Tarjei Vesaas - Fuglene

Yesterday I finished one of these books. It is by Norwegian author Tarjei Vesaas and is titled Fuglene, published in Norway 1957 (my copy is Danish and published 1965). The novel is about Mattis who struggles to fit in society but continuously fails. His mind works on overdrive and he often amazes himself with thoughts of rare genius, but when he opens his mouth to utter these pearls of wisdom (sorry for the imagery) his surroundings respond with shrugs, annoyance, sighs and overbearing attitudes. Instead of connecting with people, Mattis has a strong affinity with nature and especially the snipe (incidentally, a bird whose camouflage and zig-zaggy flight makes it hard for hunters to pinpoint and shoot – but none the less a hunted bird). Mattis is ecstatic when he learns that a flight of snipes fly over his house and ascribes this tremendous meaning. He lives with his sister Hege who nudges at him to get work, to join the community, but due to excuses and lack of knowledge he is always out of work.
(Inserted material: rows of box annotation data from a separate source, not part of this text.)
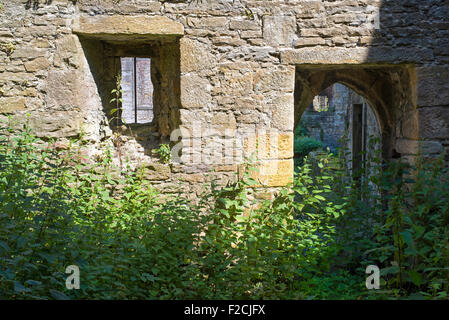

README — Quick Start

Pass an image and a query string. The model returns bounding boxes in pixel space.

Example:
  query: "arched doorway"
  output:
[294,83,382,181]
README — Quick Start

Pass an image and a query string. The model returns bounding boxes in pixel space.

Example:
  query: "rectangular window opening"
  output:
[120,57,154,124]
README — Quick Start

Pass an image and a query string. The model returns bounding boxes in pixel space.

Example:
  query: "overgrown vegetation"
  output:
[0,120,449,299]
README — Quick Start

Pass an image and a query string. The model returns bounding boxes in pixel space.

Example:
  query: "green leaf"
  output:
[50,289,70,300]
[407,270,422,287]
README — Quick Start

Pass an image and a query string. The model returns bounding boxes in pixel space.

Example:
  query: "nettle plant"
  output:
[0,117,449,299]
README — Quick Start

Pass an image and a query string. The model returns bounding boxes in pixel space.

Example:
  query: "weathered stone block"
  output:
[73,15,184,40]
[294,37,326,48]
[179,38,216,72]
[181,74,212,109]
[416,65,449,107]
[254,67,295,92]
[243,130,293,160]
[11,47,46,60]
[272,93,294,131]
[418,107,449,139]
[30,111,83,138]
[229,20,260,30]
[24,57,50,72]
[0,97,26,114]
[187,17,228,30]
[143,162,171,181]
[263,15,296,47]
[245,159,293,187]
[44,70,79,107]
[396,139,443,155]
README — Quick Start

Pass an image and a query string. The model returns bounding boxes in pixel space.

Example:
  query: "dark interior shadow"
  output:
[79,36,181,155]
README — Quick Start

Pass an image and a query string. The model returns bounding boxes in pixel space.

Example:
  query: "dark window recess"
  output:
[120,57,154,124]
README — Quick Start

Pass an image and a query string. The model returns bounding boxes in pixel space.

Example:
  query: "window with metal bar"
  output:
[120,57,154,124]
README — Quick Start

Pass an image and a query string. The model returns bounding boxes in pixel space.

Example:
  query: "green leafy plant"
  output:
[154,143,171,163]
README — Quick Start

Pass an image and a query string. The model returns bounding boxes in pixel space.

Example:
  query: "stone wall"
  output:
[301,83,380,157]
[0,0,449,196]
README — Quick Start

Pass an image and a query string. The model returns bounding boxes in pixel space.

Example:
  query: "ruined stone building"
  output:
[0,0,449,198]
Secluded from everybody except his sister, he becomes (very fittingly) a boatman, but the only encounter he has on the lake is a lumberjack named Jørgen who, as fate will have it, takes up a relationship with his sister. This does not please Mattis, who is strongly attached to his sister, in reality his only link to his own kind. And so he decides to let a ‘of-it’s-own’ kind of fate decide what the outcome of this should be.
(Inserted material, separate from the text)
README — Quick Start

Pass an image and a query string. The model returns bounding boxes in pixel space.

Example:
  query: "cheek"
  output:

The Birds is a child of its time – there is a heavy emphasis on the psychological turmoil of an outsider, and the society that doesn’t include him/her, whether it is intentional or not. Something that set with me was the way in which Vesaas portrays Mattis’ mental constitution and the way his mind worked as opposed to what came out in spoken language. This translates onto the page, as both the dialogue with others and his own thoughts become half phrases and jumbled, cryptic and opaque. As much as Mattis ‘understands’ his own signals, as hard is it for readers and his surroundings to understand him. The tables turn in his universe, where the outsider becomes the insider and the community/the reader becomes the eccentric, ‘not-on-my-level’, misfits. Mattis is a person who talks to birds (not by the use of voice, but a concoction of mental telepathy and signals in nature), he defines himself and his actions by signs he allocates to everything from an expression by a passerby to the way waves form on the lake.

Again as a testament to its time, emphasis is on the tragic note, and in extension fate. There is a sort of implied disconnectedness that is without resolution throughout the novel. And so the outcome, as Mattis says is inevitable. It just is. Whatever happens happens, and for a reason, although he tries his best to postpone and trick fate there is no mercy. When he tells a passerby about the flight of snipes over his house it is this exact cause that effects the death of one of the snipes when the passerby shoots it down. There would or could be no other outcome. The novel is harsh and painful as it drags you through its passages.